Als Sander hatte Katjas Urgrossvater über die Suonen gewacht: die Wasserleitungen, die das lebensnotwendige Wasser vom Grossen Aletschgletscher zu Mensch und Tier im Gebiet der Riederalp VS brachten. Die Suonen sind ein jahrhundertealtes Kulturgut im Bergkanton. Er gehört zu den trockensten Gegenden der Schweiz – ohne Bewässerung würde dort an vielen Orten kaum etwas wachsen.

Freilichtspiel über die Sander

Katja Walser steht auf einem Felsen und schaut runter aufs Bödeli beim nahen Alpmuseum, Kuhglocken bimmeln. Dort unten wird die Juristin aus Ernen VS mit 40 weiteren Schauspielern – die meisten von ihnen Laien aus der Region – am 11. Juli ihren Auftritt haben. Dann geht die Premiere des Freilichtspiels «Der letzte Sander von Oberried» über die Bühne, vor der Naturkulisse der Aletsch Arena. 21 Aufführungen sind bis Ende August angesetzt.

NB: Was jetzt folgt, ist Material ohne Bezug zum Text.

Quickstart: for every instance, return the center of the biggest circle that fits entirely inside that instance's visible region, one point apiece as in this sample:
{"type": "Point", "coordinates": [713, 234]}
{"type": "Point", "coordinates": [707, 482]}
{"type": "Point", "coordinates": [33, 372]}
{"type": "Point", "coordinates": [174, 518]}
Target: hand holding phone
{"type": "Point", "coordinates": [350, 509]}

Michaela Gurten Patrick Walker

Hauptdarsteller: Michaela Gurten und Patrick Walker (mit Wasserbeil). Er spielt Sander Jenno.

Kurt Reichenbach

Vorlage für das Stück ist der gleichnamige Roman von Catherine Bürcher-Cathrein (1875– 1962). Er erzählt vom steten Kampf der damaligen Bergbevölkerung ums Wasser, von deren Sorgen und Nöten, vom Wunsch nach Freiheit und Gerechtigkeit.

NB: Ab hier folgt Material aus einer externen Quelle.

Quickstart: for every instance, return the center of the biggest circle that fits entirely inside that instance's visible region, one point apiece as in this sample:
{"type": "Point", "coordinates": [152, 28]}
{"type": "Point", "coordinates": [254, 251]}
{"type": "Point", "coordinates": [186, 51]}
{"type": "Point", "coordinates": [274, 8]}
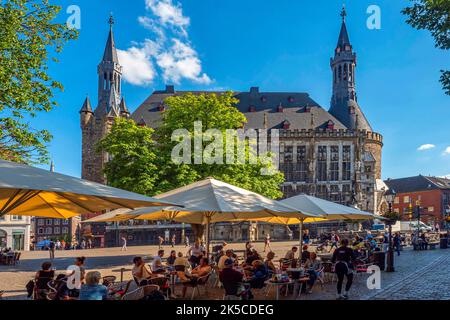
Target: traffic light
{"type": "Point", "coordinates": [410, 211]}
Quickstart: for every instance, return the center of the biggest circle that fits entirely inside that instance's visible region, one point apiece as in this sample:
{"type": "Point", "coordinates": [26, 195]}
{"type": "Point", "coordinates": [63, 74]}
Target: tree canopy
{"type": "Point", "coordinates": [140, 159]}
{"type": "Point", "coordinates": [29, 37]}
{"type": "Point", "coordinates": [434, 16]}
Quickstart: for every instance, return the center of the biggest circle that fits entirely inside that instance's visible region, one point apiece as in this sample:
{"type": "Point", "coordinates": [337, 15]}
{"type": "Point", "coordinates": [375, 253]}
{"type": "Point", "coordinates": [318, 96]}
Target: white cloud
{"type": "Point", "coordinates": [137, 68]}
{"type": "Point", "coordinates": [426, 147]}
{"type": "Point", "coordinates": [169, 14]}
{"type": "Point", "coordinates": [181, 61]}
{"type": "Point", "coordinates": [176, 58]}
{"type": "Point", "coordinates": [447, 151]}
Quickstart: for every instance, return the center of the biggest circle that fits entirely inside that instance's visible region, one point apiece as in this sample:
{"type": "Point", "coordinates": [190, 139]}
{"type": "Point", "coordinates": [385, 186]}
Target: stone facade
{"type": "Point", "coordinates": [332, 154]}
{"type": "Point", "coordinates": [15, 232]}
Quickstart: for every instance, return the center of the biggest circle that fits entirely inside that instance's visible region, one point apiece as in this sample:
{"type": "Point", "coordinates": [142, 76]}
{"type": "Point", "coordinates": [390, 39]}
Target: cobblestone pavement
{"type": "Point", "coordinates": [418, 275]}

Daraus hat der Walliser Arnold Steiner das Drehbuch für das packende Freilichtspiel geschrieben, Regie führt Willy-Franz Kurth. «Wir spielen kein romantisch-verklärendes Heimattheater», so der Regisseur, «wir behandeln noch heute aktuelle Themen.» Patrizia Kummer, Snowboard-Olympiasiegerin und Patin des Freilichtspiels, ergänzt: «Es darf keine Selbstverständlichkeit sein zu meinen, jederzeit Zugang zu sauberem Trinkwasser direkt aus der Leitung haben zu können. Vielerorts ist dies noch nicht der Fall.»

Darsteller Sander

Ambitioniert: Schauspieler und Laiendarsteller. Auch die Geissen haben ihren Auftritt.  

Kurt Reichenbach

Das Ende der Sander

Das Freilichtspiel handelt von der Suone «Oberriederi»: Diese Wasserleitung führt nach Oberried bei Riederalp. Der zuständige Sander ist Jenno, gespielt von Patrick Walker, 22. Es geht um die Frage, ob er überlebt. Viele Wasserhüter kamen bei ihrer Tätigkeit ums Leben.

Denn die Büez eines Sanders war gefährlich: Oft wurden die Kännel – ausgehöhlte Holzstämme – mit einfachsten Mitteln in steilen Felswänden verankert, Klettergurte kannten die Wasserwärter nicht. Zur Überwachung installierten die Sander Wasserräder. Diese trieben einen Hammer an, der auf Holz schlug. Das Hämmern war von weither zu hören. Kam dieses ins Stocken, rückte der Sander aus! Meist galt es, den Kanal von Sand freizuschaufeln oder die durch Unwetter zerstörten «Chännla» zu reparieren.

Sander Suonen

Walliser Meisterwerke: Ein Sander (Wasserwärter) kontrolliert anno dazumal eine Suone.  

ZVG

Ab den 40er-Jahren fand die Tätigkeit der Sander ein Ende – seither wird das Wasser durch Stollen im Felsen geleitet. Noch heute erstreckt sich das Netz der Suonen über 2000 Kilometer – an vielen führt ein Wanderweg entlang.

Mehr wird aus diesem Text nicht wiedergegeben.